Declare Unicode characters and strings as follows:
// A 16-bit character
wchar_t c= L'A';
// An array up to 99 16-bit characters and a 16-bit terminating zero
wchar_t szBuffer[100] = L"A String";
The uppercase L before the string tells the compiler that the string should compile a Unicode string.
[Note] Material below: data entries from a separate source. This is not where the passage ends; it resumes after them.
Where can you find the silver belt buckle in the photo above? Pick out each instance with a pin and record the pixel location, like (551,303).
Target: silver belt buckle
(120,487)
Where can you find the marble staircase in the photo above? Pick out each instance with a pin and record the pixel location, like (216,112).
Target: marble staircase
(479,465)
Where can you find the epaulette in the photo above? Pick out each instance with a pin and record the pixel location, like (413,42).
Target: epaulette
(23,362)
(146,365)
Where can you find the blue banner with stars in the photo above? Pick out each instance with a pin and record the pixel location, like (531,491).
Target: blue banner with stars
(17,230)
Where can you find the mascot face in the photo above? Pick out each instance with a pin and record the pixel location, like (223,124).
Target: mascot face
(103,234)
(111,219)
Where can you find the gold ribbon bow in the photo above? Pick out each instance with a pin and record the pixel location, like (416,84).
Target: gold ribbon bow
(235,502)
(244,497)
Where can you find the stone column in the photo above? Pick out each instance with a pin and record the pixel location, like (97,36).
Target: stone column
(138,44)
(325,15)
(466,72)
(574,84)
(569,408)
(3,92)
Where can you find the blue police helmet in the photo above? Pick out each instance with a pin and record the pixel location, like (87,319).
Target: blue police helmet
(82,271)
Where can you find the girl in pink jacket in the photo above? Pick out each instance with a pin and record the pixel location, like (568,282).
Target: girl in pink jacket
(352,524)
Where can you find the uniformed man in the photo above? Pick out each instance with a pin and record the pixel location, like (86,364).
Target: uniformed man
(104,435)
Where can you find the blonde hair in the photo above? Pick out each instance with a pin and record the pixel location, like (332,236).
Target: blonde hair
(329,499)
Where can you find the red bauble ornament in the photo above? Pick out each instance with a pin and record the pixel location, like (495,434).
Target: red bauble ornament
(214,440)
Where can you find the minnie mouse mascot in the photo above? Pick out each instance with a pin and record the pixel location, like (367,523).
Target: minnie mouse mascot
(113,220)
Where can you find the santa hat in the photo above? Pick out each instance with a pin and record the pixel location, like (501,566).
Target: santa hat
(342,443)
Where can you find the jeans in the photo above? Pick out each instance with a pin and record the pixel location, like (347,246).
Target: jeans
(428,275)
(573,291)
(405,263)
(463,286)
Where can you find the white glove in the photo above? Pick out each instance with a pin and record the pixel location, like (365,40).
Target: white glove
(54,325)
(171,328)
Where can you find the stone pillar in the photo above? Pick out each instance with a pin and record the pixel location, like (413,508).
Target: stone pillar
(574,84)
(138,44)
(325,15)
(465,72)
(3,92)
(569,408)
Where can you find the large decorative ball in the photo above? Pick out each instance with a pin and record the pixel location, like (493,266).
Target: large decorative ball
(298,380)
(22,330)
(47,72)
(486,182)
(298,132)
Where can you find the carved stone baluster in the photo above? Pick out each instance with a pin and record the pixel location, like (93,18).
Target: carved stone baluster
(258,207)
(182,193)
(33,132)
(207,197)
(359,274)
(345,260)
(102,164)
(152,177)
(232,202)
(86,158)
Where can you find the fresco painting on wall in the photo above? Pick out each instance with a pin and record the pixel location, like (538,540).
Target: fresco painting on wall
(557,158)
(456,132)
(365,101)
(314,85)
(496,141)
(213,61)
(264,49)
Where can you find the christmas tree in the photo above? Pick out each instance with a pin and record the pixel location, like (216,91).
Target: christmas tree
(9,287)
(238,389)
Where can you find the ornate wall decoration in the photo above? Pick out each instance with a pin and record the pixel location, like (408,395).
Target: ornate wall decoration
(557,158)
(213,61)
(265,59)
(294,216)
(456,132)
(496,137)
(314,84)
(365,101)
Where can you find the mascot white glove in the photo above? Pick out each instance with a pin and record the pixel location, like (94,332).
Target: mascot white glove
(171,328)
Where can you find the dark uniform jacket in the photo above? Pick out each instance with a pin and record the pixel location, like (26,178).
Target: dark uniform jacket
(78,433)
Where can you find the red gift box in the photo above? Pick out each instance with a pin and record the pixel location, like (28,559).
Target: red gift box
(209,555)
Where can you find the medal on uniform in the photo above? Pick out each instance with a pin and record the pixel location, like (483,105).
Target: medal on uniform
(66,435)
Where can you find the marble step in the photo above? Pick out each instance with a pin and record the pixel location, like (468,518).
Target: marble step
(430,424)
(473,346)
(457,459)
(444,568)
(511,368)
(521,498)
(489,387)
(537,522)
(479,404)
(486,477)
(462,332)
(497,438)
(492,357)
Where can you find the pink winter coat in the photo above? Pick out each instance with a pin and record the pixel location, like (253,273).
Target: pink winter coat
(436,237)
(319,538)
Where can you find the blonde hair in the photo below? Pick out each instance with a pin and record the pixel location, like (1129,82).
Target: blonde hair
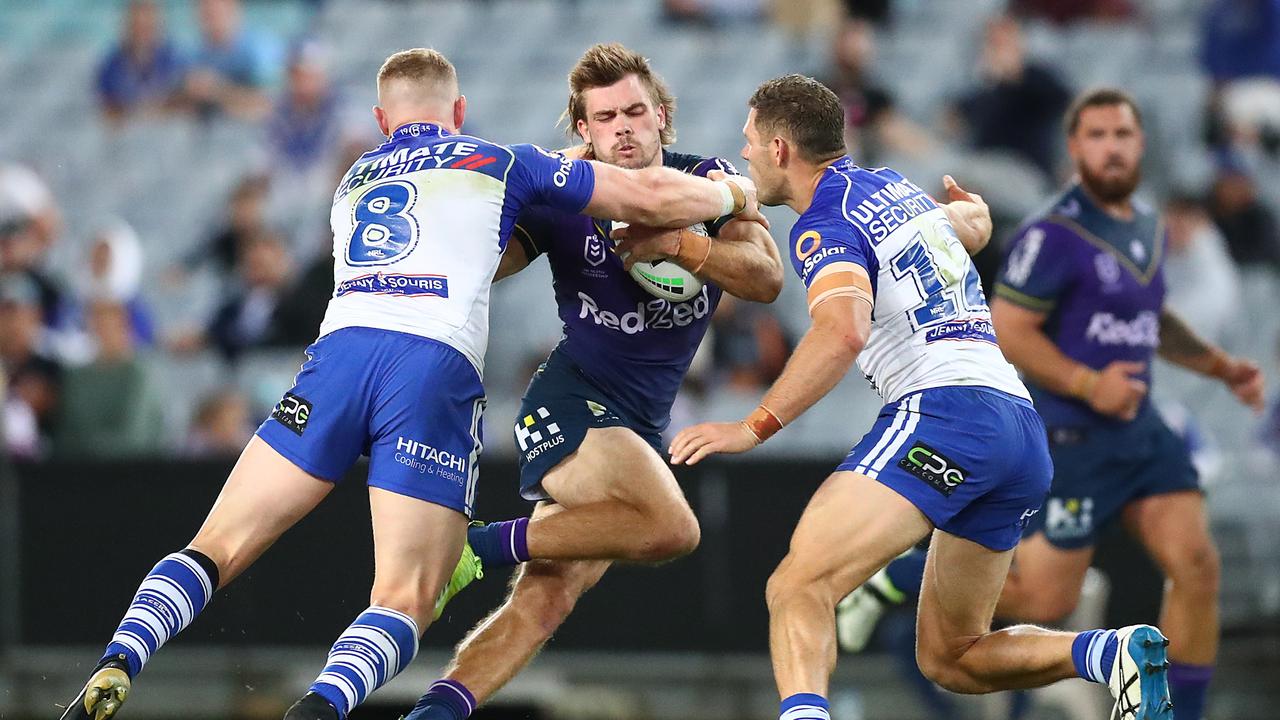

In addition, when writing code, you can use ANSI or Unicode characters/strings to make it compilable. Winnt.h defines the following types and macros:
#ifdef UNICODE
typedef WCHAR TCHAR, *PTCHAR, PTSTR;
typedef CONST WCHAR *PCTSTR;
#define __TEXT(quote) L##quote
#else
typedef CHAR TCHAR, *PTCHAR, PTSTR;
typedef CONST CHAR *PCTSTR;
#define __TEXT(quote) quote
#endif
#define TEXT(quote) __TEXT(quote)
Using these types and macros to write code can be compiled using either ANSI or Unicode characters, as shown below:
// If UNICODE define, a 16-bit character; else an 8-bit character
TCHAR c = TEXT('A');
// If UNICODE define, an array of 16-bit character; else 8-bit character
TCHAR szBuffer[100] = TEXT("A String");
That's all for this article and I hope you enjoy it.